Canberra, where I live, suffered bushfires in 2003. They were very, very frightening. The fires had been burning around the edges of our territory for most of the week, but we were assured by authorities that they were under control. On the Saturday morning, the Big Dude and I had gone to see the Lord of the Rings movie, which ended with the final battle for Middle Earth. We emerged, blinking in the sunlight, to find the skies turned an apocolyptic, furious orange-red. My head was still half in Middle Earth and, for a moment, it seemed like the end of the world. Hot black ash fell from the skies onto our faces. It just seemed unbelievable that bushfires could enter the suburbs of Canberra, including the suburb we had just moved into that week.

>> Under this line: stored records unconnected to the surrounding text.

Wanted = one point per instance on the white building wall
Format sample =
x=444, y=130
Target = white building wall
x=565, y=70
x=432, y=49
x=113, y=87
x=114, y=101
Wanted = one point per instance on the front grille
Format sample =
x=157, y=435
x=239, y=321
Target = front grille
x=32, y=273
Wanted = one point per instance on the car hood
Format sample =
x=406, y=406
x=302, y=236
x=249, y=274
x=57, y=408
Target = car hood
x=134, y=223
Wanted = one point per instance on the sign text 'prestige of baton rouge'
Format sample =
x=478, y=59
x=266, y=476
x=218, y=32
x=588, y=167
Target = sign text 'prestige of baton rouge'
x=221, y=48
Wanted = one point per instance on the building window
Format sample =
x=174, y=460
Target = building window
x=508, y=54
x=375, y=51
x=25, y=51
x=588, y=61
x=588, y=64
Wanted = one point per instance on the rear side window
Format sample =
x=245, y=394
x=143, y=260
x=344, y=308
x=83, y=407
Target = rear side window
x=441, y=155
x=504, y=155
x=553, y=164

But those fires were caused by lightening strikes. These fires seem to have been at least partly caused by arsonists.

I have been avoiding the news. I just find the constant coverage and continually rising death toll too sad, too macabre. Yesterday, I finally read the newspaper. I wish I hadn't. The stories of the old couple arguing over whether to stay and defend their house or run for their lives, until the wife left her husband sitting obstinately on his verandah and never saw him again. The stories of the 000 emergency hotline operators listening to people dying over the phone and the firefighters tripping over the bodies of people killed as they fled in cars and on foot. And ever since I read the description of a little five year old boy, with intense blue eyes, staring up at the sky, lying dead near the bodies of his mother and brother, the image is haunting me.

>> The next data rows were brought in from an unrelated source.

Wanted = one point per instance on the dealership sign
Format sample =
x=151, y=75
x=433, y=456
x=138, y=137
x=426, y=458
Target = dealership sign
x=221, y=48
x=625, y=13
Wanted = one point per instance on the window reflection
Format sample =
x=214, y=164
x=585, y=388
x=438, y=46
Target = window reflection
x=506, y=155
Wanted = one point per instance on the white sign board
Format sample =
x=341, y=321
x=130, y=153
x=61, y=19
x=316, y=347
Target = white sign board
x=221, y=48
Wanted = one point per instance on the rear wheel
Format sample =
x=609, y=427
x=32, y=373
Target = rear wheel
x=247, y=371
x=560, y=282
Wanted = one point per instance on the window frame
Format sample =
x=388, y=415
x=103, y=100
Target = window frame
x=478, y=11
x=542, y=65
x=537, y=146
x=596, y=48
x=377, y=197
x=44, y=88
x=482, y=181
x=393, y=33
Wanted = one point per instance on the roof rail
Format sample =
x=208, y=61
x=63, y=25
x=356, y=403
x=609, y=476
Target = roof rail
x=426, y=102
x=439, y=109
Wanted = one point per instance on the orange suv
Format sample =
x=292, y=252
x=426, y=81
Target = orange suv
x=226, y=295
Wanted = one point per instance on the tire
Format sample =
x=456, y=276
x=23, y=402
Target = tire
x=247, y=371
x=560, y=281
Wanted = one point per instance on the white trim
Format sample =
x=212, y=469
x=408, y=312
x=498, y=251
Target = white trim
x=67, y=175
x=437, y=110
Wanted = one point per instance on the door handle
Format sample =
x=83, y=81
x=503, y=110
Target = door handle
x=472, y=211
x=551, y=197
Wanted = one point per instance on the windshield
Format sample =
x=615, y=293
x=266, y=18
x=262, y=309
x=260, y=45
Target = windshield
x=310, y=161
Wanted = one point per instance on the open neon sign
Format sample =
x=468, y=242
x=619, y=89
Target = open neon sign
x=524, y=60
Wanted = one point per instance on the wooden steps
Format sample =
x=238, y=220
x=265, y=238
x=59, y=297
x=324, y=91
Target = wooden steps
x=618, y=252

Those poor, poor people. What a horrible way to die.

Sunday, February 08, 2009


My Little Dude started PlaySchool this week.

The tears welling up behind my eyes were ridiculous. It is only one morning per week and it's definitely time. He is increasingly keen on playing with other kids and learning new things, and I can see that our life at home was becoming too small for him.

It must be said that he loved it. He used to be quite reserved when he was younger, but that's all over now. He raced straight to the playhouse there and showed absolutely no reluctance or nerves. He played with the other children happily and chatted confidently to the workers.

I was proud of him, actually. Some parents seem to go on and one about their children, who apparently are budding geniuses. My Little Dude is a bright kid, but what I like about him has nothing to do with who he will be or future success. It's all about who he is. He plays and climbs and explores with huge energy and commitment. He seems to have more fun, to enter into things more fully, than most people. He has a very joyful, uninhibited laugh. I wish I still laughed like that.

Adults comment on his lovely manners - he says "please" and "thank you" very nicely - but what I really like is his open heart. If other kids come over when he is playing with his cars, he doesn't hunch over the cars and try to keep the competition at bay. He smiles in a very friendly way and says, "Want to play?" and hands them a car. When one of them falls over and cries, he looks distressed and tries to comfort them, saying "It's alright, it's okay", and strokes their hair gently.

But he is out in the world, now, my little open-hearted boy. The big, bad, hard-hearted world. He has to go, I want him to go, but I wonder what it will do to him.

Somehow, the outsized backpack he proudly chose for himself, the symbol of his new independence, makes him look very small.